Real estate-backed tokens often suffer from a lack of liquidity. These tokens are often regulation D tokens where each home has its own tokens and tokens are traded via market book order or AMM's. The combination of all of these factors makes the tokens illiquid and less suitable for integration with defi. Regulation D tokens also are only available to accredited investors.

Gypsy takes a different approach to token liquidity with goals to have high liquidity, no lockup periods, and accurate token pricing to make a powerful tool for defi and yield farming.

Singular token to back all properties

There are several reasons why having a real estate-backed cryptocurrency token that is backed by an entire portfolio of homes may be more liquid than having each home having its own token.

Risk diversification

A single token that is backed by a portfolio of homes helps diversify risk.

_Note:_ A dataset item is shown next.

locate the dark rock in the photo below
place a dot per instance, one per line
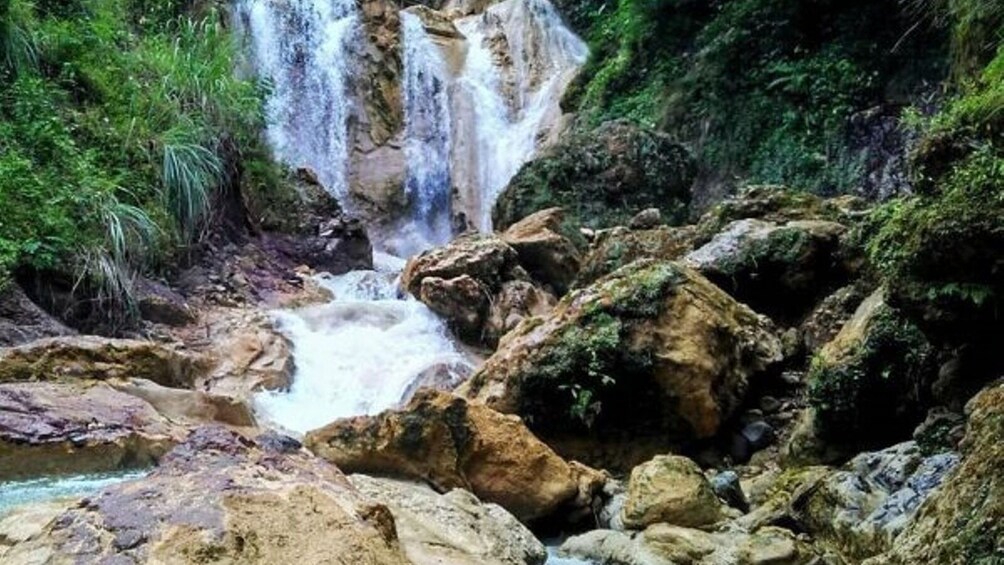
(726, 486)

If each home had its own token, the value of the token could be 100% dependent on the specific characteristics and performance of that individual home. In contrast, a portfolio of homes is likely to have a more diverse set of characteristics and may be less vulnerable to changes in the market or other factors that could affect the value of a single home. This can make the GPSY token more stable and potentially more attractive to investors.

Easier to invest

A single token may be more convenient for investors. Instead of having to track and manage multiple tokens for different homes, investors can simply hold and trade a single token that represents a diverse portfolio of homes. This can make it easier for investors to buy and sell the token, which can increase liquidity.

Concentrated Trading Volume

A real estate-backed cryptocurrency token that is backed by an entire portfolio of homes can enable all trading volume to be concentrated in a single token, which can increase the volume traded and help with price discovery & token liquidity.

When there is a large volume of trading activity for a particular asset, it can provide a better indication of the market's sentiment and help to determine the fair market value of the asset. This can be especially important in the real estate market, where prices can vary significantly based on factors such as location, property type, and market conditions. By having a single token that represents a diverse portfolio of homes, it can facilitate a higher volume of trading activity and provide a clearer indication of the market's valuation of the underlying assets.